Genç çocuk, hallice bu sözleri duymaya kendini hazırlamıştı. Pekte beklentisi dışında sözler çalınmamıştı kulaklarına. Ama yine de içindeki iyiliği görmesini sağlamıştı şeytan Taehyung, ona yardım ederek, onun hayatını kurtararak bu düşüncelerin içine kazınmasını çoktan sağlamıştı.

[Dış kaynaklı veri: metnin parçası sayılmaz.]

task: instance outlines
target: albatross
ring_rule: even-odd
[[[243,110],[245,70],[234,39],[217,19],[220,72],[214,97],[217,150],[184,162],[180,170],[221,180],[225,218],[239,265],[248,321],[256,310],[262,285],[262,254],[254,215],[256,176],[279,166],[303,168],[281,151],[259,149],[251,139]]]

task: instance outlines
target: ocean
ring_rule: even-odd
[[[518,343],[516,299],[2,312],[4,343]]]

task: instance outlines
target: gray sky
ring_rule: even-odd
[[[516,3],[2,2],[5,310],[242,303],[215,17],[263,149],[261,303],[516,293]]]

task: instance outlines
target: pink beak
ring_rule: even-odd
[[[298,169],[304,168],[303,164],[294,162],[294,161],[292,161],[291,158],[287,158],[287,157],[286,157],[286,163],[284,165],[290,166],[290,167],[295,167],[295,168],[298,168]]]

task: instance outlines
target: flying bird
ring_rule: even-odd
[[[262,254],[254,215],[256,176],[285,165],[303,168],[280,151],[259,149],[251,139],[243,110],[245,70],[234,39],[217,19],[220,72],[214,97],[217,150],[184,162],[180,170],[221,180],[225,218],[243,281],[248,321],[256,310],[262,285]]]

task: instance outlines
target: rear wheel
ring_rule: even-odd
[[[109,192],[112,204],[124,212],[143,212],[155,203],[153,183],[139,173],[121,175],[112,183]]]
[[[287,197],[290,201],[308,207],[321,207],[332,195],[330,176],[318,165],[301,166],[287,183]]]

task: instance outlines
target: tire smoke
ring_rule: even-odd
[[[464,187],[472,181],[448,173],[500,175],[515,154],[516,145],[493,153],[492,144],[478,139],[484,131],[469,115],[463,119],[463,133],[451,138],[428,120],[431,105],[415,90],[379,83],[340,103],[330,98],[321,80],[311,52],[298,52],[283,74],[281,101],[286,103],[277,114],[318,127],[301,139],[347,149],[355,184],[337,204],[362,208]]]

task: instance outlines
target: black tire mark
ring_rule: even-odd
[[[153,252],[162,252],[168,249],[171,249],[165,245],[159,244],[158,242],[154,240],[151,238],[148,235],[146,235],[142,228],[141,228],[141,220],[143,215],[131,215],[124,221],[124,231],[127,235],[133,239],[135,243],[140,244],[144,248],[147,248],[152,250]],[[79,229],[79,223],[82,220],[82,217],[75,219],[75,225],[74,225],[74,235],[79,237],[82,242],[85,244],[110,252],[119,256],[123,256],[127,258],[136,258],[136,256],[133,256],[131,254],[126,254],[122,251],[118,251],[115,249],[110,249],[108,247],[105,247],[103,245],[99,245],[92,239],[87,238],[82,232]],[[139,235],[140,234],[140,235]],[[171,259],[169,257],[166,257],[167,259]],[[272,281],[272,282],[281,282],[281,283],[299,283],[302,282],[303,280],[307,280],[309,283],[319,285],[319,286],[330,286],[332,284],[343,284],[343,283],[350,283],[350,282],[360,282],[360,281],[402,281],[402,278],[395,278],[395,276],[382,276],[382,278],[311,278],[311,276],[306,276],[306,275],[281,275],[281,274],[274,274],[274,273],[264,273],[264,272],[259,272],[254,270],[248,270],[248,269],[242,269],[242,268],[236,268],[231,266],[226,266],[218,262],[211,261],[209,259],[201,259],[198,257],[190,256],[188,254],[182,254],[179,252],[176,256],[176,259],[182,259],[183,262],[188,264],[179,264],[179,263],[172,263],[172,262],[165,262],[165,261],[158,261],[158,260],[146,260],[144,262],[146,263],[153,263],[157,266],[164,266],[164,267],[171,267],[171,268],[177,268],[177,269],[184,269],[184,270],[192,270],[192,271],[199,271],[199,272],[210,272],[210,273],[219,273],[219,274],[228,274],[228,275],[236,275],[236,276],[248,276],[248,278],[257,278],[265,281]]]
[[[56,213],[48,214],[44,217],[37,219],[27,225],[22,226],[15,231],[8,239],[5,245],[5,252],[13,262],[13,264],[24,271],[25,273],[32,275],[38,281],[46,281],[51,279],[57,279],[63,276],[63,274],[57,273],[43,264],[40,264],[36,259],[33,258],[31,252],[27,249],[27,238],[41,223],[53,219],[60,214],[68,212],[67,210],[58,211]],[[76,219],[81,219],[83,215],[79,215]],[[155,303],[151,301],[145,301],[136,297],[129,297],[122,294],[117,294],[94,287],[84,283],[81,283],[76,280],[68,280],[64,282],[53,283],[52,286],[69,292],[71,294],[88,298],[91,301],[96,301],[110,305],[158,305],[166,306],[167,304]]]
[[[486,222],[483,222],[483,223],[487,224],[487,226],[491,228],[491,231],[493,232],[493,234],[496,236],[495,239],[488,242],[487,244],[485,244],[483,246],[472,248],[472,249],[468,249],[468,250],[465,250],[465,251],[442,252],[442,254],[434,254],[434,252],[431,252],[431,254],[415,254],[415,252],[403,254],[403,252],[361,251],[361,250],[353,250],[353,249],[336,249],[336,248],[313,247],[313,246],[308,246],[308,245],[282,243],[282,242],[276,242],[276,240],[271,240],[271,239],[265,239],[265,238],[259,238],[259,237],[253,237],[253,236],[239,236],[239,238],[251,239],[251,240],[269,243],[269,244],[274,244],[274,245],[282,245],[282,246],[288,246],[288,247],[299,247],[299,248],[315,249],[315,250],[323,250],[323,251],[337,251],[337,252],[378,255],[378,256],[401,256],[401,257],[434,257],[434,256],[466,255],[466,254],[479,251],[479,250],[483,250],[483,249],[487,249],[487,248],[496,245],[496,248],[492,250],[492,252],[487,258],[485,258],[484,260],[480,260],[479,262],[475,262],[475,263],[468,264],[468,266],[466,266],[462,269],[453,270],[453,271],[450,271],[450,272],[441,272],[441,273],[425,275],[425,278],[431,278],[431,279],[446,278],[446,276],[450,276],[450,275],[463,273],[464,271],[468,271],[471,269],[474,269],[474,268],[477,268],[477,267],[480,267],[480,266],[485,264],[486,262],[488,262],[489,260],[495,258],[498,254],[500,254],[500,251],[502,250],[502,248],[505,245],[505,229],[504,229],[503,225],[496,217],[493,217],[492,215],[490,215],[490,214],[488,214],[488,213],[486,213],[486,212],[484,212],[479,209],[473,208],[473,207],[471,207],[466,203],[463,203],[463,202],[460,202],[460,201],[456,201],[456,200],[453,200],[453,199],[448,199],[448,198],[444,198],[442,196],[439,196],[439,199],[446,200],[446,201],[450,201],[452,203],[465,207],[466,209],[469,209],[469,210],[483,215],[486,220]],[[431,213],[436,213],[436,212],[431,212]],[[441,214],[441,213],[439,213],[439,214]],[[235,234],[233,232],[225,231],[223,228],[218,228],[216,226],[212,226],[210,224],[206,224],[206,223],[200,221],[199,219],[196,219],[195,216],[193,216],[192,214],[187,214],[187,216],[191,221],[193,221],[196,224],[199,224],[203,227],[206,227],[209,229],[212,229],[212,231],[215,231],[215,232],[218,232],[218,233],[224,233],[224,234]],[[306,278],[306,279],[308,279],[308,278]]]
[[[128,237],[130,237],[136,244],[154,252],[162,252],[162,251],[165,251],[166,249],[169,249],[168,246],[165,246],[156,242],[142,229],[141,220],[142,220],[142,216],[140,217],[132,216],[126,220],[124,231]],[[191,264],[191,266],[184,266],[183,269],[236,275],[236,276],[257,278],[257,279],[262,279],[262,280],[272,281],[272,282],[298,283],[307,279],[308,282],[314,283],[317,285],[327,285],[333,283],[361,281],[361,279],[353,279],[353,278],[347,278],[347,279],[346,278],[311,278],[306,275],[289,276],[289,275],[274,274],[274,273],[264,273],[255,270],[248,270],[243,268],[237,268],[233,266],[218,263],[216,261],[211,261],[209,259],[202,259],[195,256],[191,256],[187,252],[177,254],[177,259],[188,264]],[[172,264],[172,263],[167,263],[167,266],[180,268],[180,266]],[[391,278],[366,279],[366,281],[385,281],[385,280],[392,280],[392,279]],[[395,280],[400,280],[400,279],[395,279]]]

"Bana yardım ettin, hayatımı kurtardın. Bu bir iyilik sayılmaz mı?" Sesini yükseltmeye cesaret edemedi, fısıltının ötesine tırmandığı evrede şeytan Taehyung'tan gelecek tepkinin fitillenebileceği düşüncesi onu duraksatmış, sesini kısık tutmasını kararlı kılmıştı.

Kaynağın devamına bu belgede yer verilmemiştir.